Democrats reject Republican proposal to speed reservoir reviews
Dead almond trees were laid on the steps of the Capitol in Sacramento as Republican lawmakers, amid the drought, urged California to build new reservoirs as soon as possible. Their proposal for an expedited environmental review was rejected by an Assembly committee. (Chris Megerian / Los Angeles Times)

A Republican proposal to expedite the construction of new reservoirs stalled in an Assembly committee on Monday, just hours after a rally on the Capitol steps in support of the legislation.
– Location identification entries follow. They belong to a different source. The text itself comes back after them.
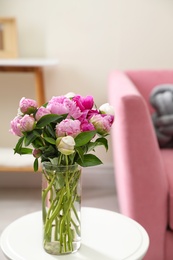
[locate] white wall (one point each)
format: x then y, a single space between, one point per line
90 38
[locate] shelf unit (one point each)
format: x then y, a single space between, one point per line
26 65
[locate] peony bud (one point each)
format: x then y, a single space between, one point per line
15 126
102 123
65 145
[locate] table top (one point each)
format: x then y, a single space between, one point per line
105 235
28 62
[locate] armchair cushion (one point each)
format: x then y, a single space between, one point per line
167 156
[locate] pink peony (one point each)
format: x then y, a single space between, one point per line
27 106
87 126
68 127
64 105
15 126
84 103
27 123
36 153
42 111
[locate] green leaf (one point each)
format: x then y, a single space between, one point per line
47 119
100 141
83 138
80 152
36 165
89 160
19 145
25 151
50 140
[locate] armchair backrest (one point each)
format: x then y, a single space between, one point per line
145 80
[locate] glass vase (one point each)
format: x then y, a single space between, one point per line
61 208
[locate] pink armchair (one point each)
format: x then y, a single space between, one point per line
143 171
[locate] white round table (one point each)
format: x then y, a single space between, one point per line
106 235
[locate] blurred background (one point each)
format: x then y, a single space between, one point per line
90 39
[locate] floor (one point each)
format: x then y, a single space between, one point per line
15 203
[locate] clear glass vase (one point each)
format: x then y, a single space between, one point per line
61 208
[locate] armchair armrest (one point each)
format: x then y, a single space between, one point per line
140 177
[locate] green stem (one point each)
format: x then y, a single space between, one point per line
44 196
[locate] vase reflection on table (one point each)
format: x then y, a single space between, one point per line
62 135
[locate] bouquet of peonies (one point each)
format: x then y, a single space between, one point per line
63 131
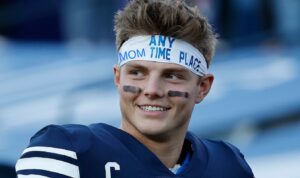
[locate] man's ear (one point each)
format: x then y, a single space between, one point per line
116 76
204 85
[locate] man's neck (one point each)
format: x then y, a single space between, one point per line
167 150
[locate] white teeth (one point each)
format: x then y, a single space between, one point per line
152 108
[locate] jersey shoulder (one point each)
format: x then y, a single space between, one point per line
54 151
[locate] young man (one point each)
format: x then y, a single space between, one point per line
165 48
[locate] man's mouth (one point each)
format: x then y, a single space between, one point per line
150 108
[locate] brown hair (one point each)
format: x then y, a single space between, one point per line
165 17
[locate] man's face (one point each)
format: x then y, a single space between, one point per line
150 110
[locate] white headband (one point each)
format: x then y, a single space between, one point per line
165 49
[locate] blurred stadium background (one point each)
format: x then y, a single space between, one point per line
56 60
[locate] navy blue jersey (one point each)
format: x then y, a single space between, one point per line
102 151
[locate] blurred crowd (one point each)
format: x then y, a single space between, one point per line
237 22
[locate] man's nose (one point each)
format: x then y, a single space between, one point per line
154 87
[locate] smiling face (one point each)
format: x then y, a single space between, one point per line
152 111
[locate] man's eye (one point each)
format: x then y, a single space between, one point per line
137 73
174 76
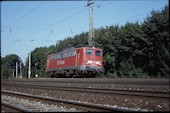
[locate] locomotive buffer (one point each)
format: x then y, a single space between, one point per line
91 29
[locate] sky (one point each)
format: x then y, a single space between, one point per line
27 25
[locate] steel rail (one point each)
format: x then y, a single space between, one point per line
15 108
89 105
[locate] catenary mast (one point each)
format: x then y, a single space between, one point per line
91 29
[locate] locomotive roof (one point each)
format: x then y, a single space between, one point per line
72 48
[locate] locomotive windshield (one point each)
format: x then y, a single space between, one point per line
98 53
89 52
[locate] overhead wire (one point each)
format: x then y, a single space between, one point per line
22 16
54 23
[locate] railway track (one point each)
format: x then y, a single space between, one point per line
83 106
11 108
137 93
110 93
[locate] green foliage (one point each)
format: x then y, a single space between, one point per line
8 64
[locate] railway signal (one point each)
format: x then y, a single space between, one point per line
91 29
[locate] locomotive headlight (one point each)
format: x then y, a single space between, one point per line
98 63
89 62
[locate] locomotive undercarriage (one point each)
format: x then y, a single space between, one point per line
77 72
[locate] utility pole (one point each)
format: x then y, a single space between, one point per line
16 69
29 69
91 29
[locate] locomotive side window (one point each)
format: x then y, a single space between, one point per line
89 52
73 53
98 53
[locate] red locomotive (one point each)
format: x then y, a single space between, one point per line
75 62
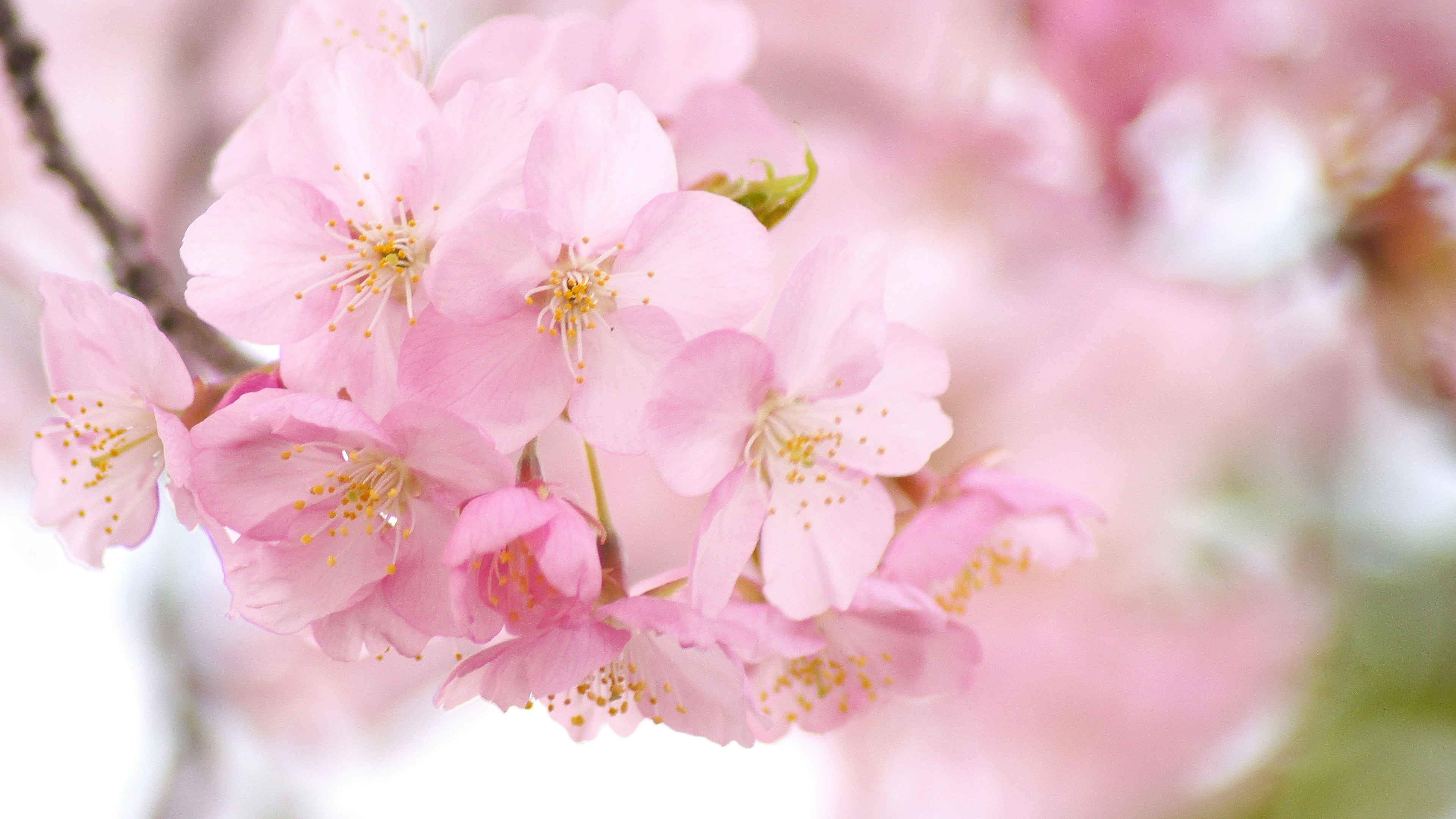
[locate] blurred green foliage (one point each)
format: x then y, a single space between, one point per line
1378 735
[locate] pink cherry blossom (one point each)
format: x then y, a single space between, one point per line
522 557
117 382
638 658
344 521
790 433
580 301
819 674
327 254
967 537
317 28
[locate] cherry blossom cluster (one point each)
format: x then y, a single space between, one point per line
452 261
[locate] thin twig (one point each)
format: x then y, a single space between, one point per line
135 267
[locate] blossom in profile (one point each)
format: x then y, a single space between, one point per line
343 521
791 433
577 302
819 674
329 253
117 387
976 528
520 557
629 661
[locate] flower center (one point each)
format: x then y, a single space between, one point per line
116 451
577 295
381 261
372 489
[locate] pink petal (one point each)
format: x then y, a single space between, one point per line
107 343
822 540
490 522
289 585
475 154
724 129
704 409
828 331
506 377
551 57
482 271
317 28
943 537
129 494
452 455
708 259
624 361
666 49
420 588
328 132
596 161
518 671
255 251
896 423
344 359
239 473
565 553
245 154
367 629
727 535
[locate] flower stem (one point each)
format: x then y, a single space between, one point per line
599 489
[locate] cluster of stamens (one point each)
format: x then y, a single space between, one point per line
114 441
577 295
986 568
830 675
369 489
382 263
617 687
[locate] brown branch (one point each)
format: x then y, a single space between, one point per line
136 269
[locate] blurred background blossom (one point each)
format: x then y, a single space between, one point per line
1193 259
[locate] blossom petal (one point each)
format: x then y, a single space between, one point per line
595 162
245 154
822 540
475 154
459 461
698 256
328 132
482 271
666 49
551 57
727 535
344 359
516 671
367 629
828 331
896 423
420 586
255 251
622 363
284 586
107 343
704 409
504 377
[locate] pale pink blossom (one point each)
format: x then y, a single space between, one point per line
967 535
580 301
634 659
343 521
117 385
317 28
892 640
328 256
791 432
520 557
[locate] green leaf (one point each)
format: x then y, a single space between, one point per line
771 199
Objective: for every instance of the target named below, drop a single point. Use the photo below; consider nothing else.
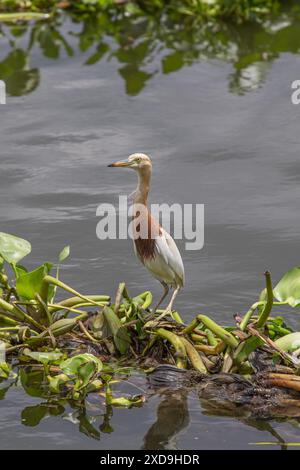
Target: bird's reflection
(172, 417)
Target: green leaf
(23, 16)
(288, 288)
(135, 400)
(72, 365)
(85, 374)
(32, 415)
(289, 343)
(4, 370)
(57, 381)
(119, 332)
(13, 248)
(64, 254)
(44, 357)
(30, 284)
(172, 62)
(20, 270)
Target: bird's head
(136, 161)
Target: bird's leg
(165, 293)
(170, 306)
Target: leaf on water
(135, 400)
(121, 337)
(289, 343)
(56, 381)
(288, 288)
(32, 382)
(12, 248)
(4, 370)
(64, 254)
(30, 284)
(72, 365)
(23, 16)
(44, 357)
(32, 415)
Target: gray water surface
(218, 136)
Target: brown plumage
(145, 247)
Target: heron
(156, 249)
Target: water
(212, 106)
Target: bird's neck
(143, 188)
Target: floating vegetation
(85, 343)
(239, 9)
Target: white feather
(166, 265)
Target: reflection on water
(147, 46)
(54, 152)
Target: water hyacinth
(82, 342)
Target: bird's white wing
(167, 264)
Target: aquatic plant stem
(263, 317)
(177, 344)
(62, 285)
(220, 332)
(194, 356)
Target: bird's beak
(120, 164)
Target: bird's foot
(153, 322)
(164, 314)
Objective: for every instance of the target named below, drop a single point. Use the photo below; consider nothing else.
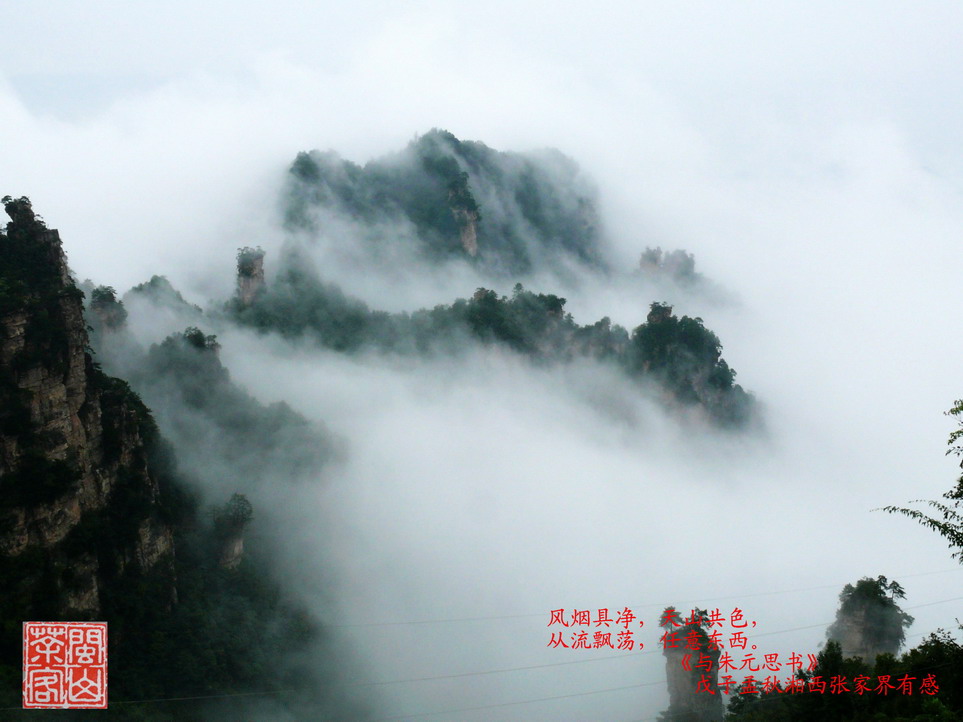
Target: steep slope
(98, 523)
(508, 213)
(74, 443)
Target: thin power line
(638, 606)
(487, 672)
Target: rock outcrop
(74, 443)
(250, 274)
(692, 674)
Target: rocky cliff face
(74, 443)
(693, 692)
(250, 275)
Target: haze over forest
(438, 457)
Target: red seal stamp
(65, 665)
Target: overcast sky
(810, 155)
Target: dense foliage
(940, 655)
(950, 525)
(184, 625)
(530, 210)
(679, 354)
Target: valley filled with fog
(429, 502)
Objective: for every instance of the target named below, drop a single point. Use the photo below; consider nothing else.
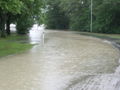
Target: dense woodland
(60, 14)
(76, 15)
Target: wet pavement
(62, 60)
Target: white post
(91, 26)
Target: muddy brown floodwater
(62, 61)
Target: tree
(55, 16)
(7, 6)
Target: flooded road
(62, 61)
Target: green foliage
(55, 17)
(105, 15)
(24, 23)
(8, 46)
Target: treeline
(76, 15)
(23, 13)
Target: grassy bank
(13, 45)
(111, 37)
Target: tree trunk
(2, 25)
(8, 25)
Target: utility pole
(91, 25)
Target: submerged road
(62, 61)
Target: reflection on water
(67, 61)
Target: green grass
(111, 37)
(99, 35)
(12, 45)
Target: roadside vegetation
(105, 15)
(12, 45)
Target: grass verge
(12, 45)
(111, 37)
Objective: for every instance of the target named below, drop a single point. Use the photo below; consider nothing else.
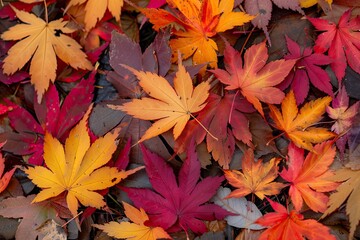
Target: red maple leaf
(27, 138)
(225, 119)
(342, 40)
(283, 225)
(177, 205)
(306, 70)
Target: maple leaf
(306, 70)
(283, 225)
(137, 230)
(308, 178)
(75, 169)
(350, 190)
(246, 212)
(50, 117)
(32, 215)
(171, 107)
(256, 177)
(176, 205)
(224, 117)
(95, 10)
(254, 78)
(42, 42)
(200, 21)
(344, 116)
(297, 125)
(262, 9)
(341, 40)
(5, 177)
(310, 3)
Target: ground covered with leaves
(180, 119)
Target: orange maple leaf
(297, 125)
(256, 177)
(4, 177)
(42, 42)
(138, 230)
(196, 22)
(284, 226)
(95, 10)
(308, 178)
(171, 107)
(256, 79)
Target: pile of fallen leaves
(180, 119)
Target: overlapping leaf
(344, 116)
(283, 225)
(350, 190)
(256, 177)
(177, 205)
(170, 107)
(77, 169)
(200, 21)
(41, 42)
(27, 139)
(341, 40)
(308, 178)
(307, 69)
(95, 10)
(254, 78)
(224, 118)
(138, 230)
(298, 125)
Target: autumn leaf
(27, 137)
(171, 107)
(224, 117)
(297, 125)
(200, 21)
(343, 116)
(348, 190)
(283, 225)
(308, 178)
(76, 169)
(307, 69)
(95, 10)
(256, 177)
(342, 42)
(177, 205)
(32, 215)
(5, 177)
(254, 78)
(42, 42)
(262, 9)
(138, 230)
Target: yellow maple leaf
(200, 21)
(135, 231)
(310, 3)
(171, 107)
(350, 190)
(41, 41)
(95, 10)
(77, 168)
(297, 125)
(256, 177)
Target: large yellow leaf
(136, 230)
(95, 10)
(42, 42)
(350, 190)
(298, 125)
(77, 168)
(256, 177)
(171, 107)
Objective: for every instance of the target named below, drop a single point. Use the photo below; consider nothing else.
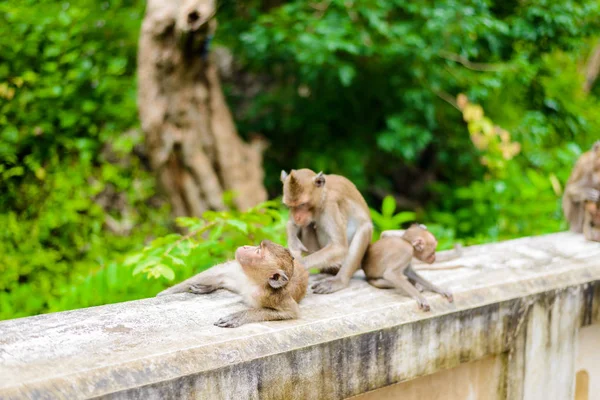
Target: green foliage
(388, 74)
(387, 220)
(67, 95)
(211, 239)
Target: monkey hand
(448, 296)
(423, 305)
(329, 285)
(592, 195)
(232, 321)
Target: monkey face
(302, 193)
(302, 214)
(424, 243)
(267, 262)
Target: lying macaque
(329, 220)
(388, 263)
(591, 224)
(583, 187)
(269, 279)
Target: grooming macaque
(388, 263)
(269, 279)
(330, 221)
(583, 187)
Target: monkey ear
(419, 244)
(278, 280)
(319, 180)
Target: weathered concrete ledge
(523, 300)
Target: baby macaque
(591, 223)
(329, 220)
(269, 279)
(419, 265)
(388, 263)
(583, 187)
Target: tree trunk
(192, 140)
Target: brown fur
(267, 276)
(329, 221)
(387, 263)
(591, 225)
(583, 185)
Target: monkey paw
(231, 321)
(201, 289)
(423, 305)
(448, 296)
(328, 285)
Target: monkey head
(303, 191)
(267, 262)
(423, 242)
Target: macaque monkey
(591, 223)
(388, 263)
(582, 187)
(269, 279)
(330, 221)
(419, 265)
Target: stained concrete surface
(345, 343)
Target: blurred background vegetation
(466, 115)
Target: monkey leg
(418, 279)
(351, 263)
(228, 276)
(393, 233)
(381, 283)
(258, 315)
(400, 281)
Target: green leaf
(388, 206)
(346, 74)
(239, 225)
(149, 262)
(165, 271)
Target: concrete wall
(523, 325)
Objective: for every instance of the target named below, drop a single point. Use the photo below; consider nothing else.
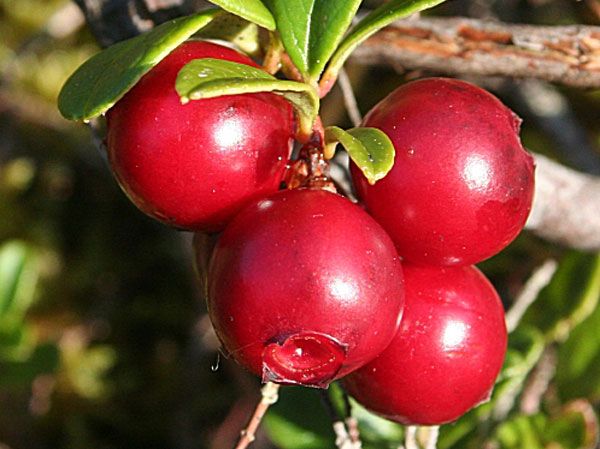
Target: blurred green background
(104, 342)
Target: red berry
(447, 353)
(195, 165)
(462, 184)
(304, 287)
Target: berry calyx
(304, 287)
(196, 165)
(446, 355)
(461, 186)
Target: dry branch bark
(564, 54)
(567, 203)
(566, 206)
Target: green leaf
(574, 427)
(522, 432)
(525, 347)
(253, 10)
(311, 30)
(572, 295)
(370, 149)
(299, 421)
(104, 78)
(375, 431)
(578, 370)
(18, 279)
(381, 17)
(227, 27)
(208, 78)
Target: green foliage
(570, 429)
(107, 269)
(571, 296)
(384, 15)
(21, 358)
(251, 10)
(108, 75)
(311, 30)
(370, 149)
(207, 78)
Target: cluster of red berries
(305, 287)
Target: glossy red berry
(462, 184)
(195, 165)
(304, 287)
(447, 353)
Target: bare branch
(540, 278)
(565, 54)
(269, 395)
(566, 206)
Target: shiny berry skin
(461, 186)
(194, 166)
(447, 353)
(304, 287)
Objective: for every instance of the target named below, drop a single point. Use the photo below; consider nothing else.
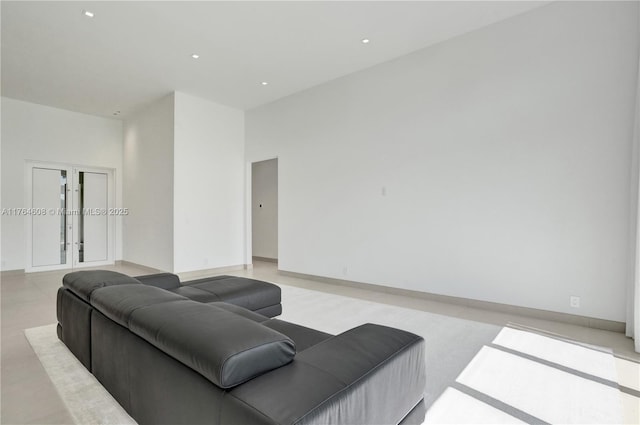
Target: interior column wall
(149, 193)
(493, 166)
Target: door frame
(71, 224)
(249, 208)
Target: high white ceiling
(131, 53)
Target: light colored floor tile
(28, 300)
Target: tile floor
(28, 300)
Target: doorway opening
(264, 210)
(70, 224)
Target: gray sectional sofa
(168, 358)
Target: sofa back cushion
(119, 302)
(222, 346)
(160, 280)
(83, 283)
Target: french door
(68, 220)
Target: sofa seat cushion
(224, 347)
(83, 283)
(248, 293)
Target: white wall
(503, 155)
(148, 182)
(264, 208)
(209, 183)
(40, 133)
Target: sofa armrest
(369, 374)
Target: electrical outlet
(574, 302)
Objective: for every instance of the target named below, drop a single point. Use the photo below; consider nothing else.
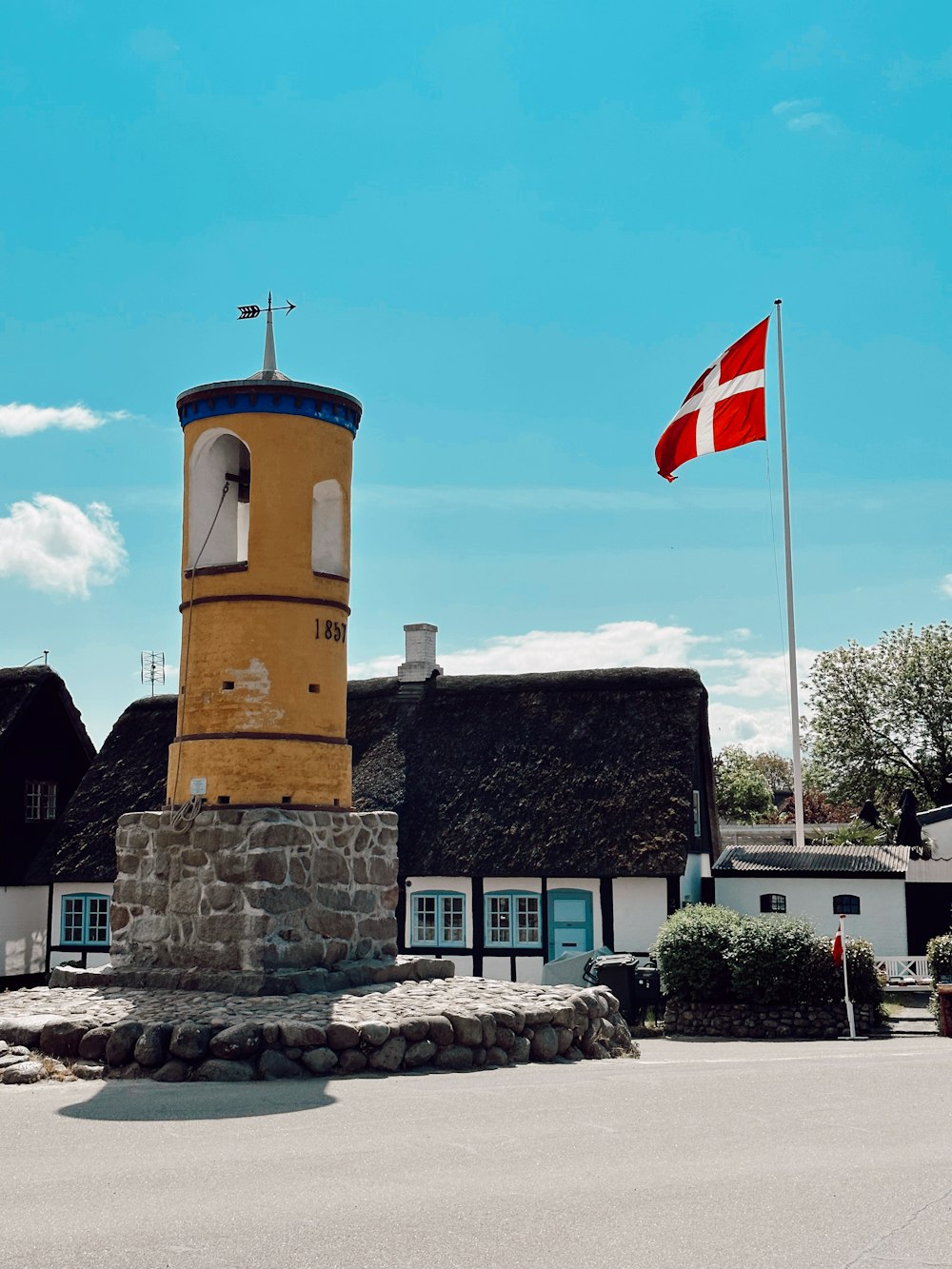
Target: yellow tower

The bill, AB 311, would have streamlined environmental reviews of water storage projects. It was opposed by environmentalists and Democrats.

Republicans touted the proposal during a news conference with farmers, comparing it with legislation that helped jump-start construction for a new Sacramento Kings arena.

"If it's good enough for a sports arena, it's darn good enough for projects that will increase water supply for Californians," said Assembly Republican Leader Kristin Olsen of Modesto.

But Democrats said the previous legislation included mitigating factors, such as requirements that the arena meet higher environmental standards.

"It's not good policy to shortcut environmental review and give preferential treatment in the courts to water storage projects," said a statement from Assemblyman Das Williams (D-Santa Barbara), chairman of the natural resources committee that rejected the proposal.

Funding for water storage was included in the $7.5-billion water bond approved by voters in November. The lack of new reservoirs has been a major criticism from Republicans and farmers, who say the state missed opportunities to store water before the drought began four years ago.

"The priority isn't there," said Gary Merlo, a manager with his family's Chico-based farming company.

Supporters are eyeing two spots for potential construction -- Sites Reservoir in the Sacramento Valley and Temperance Flat Dam on the San Joaquin River.

Gov. Jerry Brown said he hasn't committed to any particular plan.

"We're going to have a number of sites that will be in contention," he told reporters earlier this month during an event in Colusa.